Un seul évènement, qu’il s’agisse de l’obstruction du canal de Suez ou la récente grève au port de Montréal, a des répercussions sur l’ensemble des chaînes d’approvisionnement mondiales. Et, après une année de perturbations causées par la pandémie, on peut y voir un autre motif qui devrait amener les entreprises à repenser la gestion de leur chaîne d’approvisionnement.

Selon les résultats de notre sondage Pulse de 2021 auprès des chefs de la direction de 11 marchés clés de la planète, dont le Canada, le risque que représentent les chaînes d’approvisionnement est maintenant devenu la troisième menace en importance sur la croissance des entreprises ; ce risque occupait le cinquième rang il y a à peine six mois. Près des deux tiers des chefs de la direction estiment que leur chaîne d’approvisionnement doit être entièrement repensée. Un récent sondage de KPMG au Canada montre également que 9 Canadiens sur 10 veulent que le pays adopte un état d’esprit qui ferait passer « le Canada d’abord » et que les entreprises canadiennes devraient augmenter la sous-traitance avec de petites et moyennes entreprises canadiennes locales.

Continuité de l’approvisionnement

Depuis des années, les entreprises cherchent à augmenter leurs marges. Toutefois, une chaîne d’approvisionnement qui repose entièrement sur des coûts à peine plus bas n’est plus tenable – la fréquence accrue des perturbations majeures au sein des chaînes d’approvisionnement mondiales a eu pour résultat de réduire l’offre et d’entraîner d’importants coûts économiques et une incertitude qui finissent par mettre en péril les économies recherchées.

Avant même que n’interviennent les profondes perturbations causées par la pandémie, les entreprises accordaient trop d’importance au coût d’acquisition.

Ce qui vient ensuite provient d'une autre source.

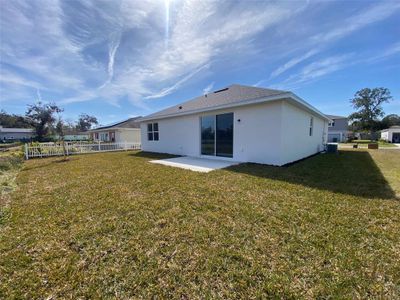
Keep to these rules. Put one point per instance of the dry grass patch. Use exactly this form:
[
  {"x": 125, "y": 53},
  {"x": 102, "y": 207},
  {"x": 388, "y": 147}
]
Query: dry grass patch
[{"x": 115, "y": 226}]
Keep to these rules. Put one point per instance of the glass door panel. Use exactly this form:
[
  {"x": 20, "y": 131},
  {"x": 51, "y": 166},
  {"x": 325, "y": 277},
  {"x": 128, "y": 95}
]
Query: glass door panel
[
  {"x": 208, "y": 135},
  {"x": 224, "y": 135}
]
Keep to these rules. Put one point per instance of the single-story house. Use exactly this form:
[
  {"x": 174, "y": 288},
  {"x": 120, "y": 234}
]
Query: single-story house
[
  {"x": 391, "y": 135},
  {"x": 16, "y": 134},
  {"x": 239, "y": 123},
  {"x": 338, "y": 129},
  {"x": 127, "y": 131}
]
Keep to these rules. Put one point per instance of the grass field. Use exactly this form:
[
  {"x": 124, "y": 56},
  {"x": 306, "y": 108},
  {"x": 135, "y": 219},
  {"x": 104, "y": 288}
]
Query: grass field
[{"x": 113, "y": 225}]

Ainsi, elles acceptaient d’acheter des marchandises dans les endroits les plus éloignés, les plus reculés, dans des pays en voie de développement où les infrastructures sont parfois douteuses et la stabilité politique et économique souvent chambranlante. Cela ne peut fonctionner que si tout se déroule sans anicroche. Par conséquent, pour ceux qui sont toujours à la recherche du fournisseur le moins exigeant, la pandémie a sonné l’heure d’un réveil brutal.

Nous voyons donc aujourd’hui des entreprises revoir l’entièreté de leurs réseaux d’approvisionnement et de distribution à l’échelle de la planète. Elles accordent désormais beaucoup plus d’attention aux questions de guerres commerciales, de main-d’œuvre, de fiscalité et de douane, aux coûts de transport et à la résilience de l’infrastructure et des économies des pays sources en cas de coup dur. Les guerres commerciales et la fiscalité ont aussi obligé des entreprises à revoir des décisions en matière de chaîne d’approvisionnement qu’elles avaient l’habitude de prendre en grande partie en fonction des coûts.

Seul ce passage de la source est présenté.